Oil Company Bankruptcies and Info

On all of these Chapter 11s where you are being paid and the company is promising to continue to pay, you should still ask yourself the following questions (just a guideline - many chapter 11s also allow certain royalty owner claims to survive the bankruptcy and not be discharged, but you have to delve into the details of the bankruptcy to figure this out):

  1. Was the company current on my royalty payments?
  2. Have I checked to make sure no additional wells were drilled they had not started paying me on yet?
  3. Was the company in breach of any provisions in my lease?
  4. Had the company taken any improper deductions from my royalty payments?
  5. Were there any payments in suspense, or wells I was not being paid on, due to title issues?
  6. Were there any other overdue payments under the lease, e.g. extension options?
  7. Did the company owe me a release, partial release or depth severance release on an expired lease?
  8. Did the lease involve old wells not producing in paying quantities where I may have been able to get the lease terminated?
  9. If I also owned the surface, was I owed any surface damage payments?
  10. Were there any easement payments that I was owed, where they had already built the improvement and we were working out the easement agreement?
  11. Was I owed any seismic permit payments?
  12. Did I have any claims that the operator should have drilled offset wells?
  13. Had a horizontal well been drilled where they were using a production allocation formula I did not think was correct?
  14. Was I owed any lease bonuses that had not been paid or were going to come due during the bankruptcy?
  15. Will I be owed any payments from a regular source of income, i.e. water sales?
  16. Is there anything I am wanting to do that the lease may prohibit or restrict without their consent, i.e. selling minerals where the lease gives them a right of first refusal?
  17. Is there any unmitigated work they were supposed to do, i.e. plugging wells, cleaning up pits, etc.?
  18. Is the company current on my SWD payments, and are those covered in the interim orders that are being entered?
  19. Was this bankruptcy filed in Delaware, where they may try to argue I am not a secured creditor?
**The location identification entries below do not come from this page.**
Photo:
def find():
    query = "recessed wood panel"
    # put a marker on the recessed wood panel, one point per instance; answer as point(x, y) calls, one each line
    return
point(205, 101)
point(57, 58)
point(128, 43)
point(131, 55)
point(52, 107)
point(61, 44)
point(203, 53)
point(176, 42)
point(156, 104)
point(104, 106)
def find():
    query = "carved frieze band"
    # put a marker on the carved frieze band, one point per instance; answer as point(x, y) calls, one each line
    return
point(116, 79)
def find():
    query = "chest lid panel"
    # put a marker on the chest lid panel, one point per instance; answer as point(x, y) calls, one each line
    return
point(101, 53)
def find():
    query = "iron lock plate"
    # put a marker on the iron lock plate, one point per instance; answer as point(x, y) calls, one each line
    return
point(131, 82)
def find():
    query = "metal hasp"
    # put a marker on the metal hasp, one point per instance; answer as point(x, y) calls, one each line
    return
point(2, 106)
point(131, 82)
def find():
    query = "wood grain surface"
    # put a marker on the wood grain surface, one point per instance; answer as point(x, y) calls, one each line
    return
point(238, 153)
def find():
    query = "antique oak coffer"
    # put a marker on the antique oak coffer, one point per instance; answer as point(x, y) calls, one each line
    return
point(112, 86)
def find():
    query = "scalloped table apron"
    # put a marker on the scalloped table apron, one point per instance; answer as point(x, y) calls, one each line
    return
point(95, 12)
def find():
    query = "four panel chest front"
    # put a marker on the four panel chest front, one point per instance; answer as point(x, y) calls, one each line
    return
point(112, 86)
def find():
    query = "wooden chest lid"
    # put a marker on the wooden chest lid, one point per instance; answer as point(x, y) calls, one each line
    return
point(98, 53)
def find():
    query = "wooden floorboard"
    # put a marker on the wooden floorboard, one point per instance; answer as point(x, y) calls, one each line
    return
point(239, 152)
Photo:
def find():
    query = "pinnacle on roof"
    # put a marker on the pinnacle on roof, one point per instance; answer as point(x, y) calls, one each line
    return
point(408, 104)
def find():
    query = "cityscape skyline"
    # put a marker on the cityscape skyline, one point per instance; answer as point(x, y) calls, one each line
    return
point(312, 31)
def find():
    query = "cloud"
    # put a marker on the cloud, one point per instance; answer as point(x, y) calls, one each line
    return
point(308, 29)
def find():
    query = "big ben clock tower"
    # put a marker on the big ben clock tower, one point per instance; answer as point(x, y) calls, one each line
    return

Remember, a No answer to all of these does not mean the court notices can go in File 13. Approach a bankruptcy as a potential threat to any claim you have, or know you are going to have soon, against an operator. It can also be an easier, cheaper, and opportune time to get them resolved, as the whole focus of a bankruptcy court, as compared to a state court lawsuit, is to get claims resolved and to try to get the company back on its feet or sold.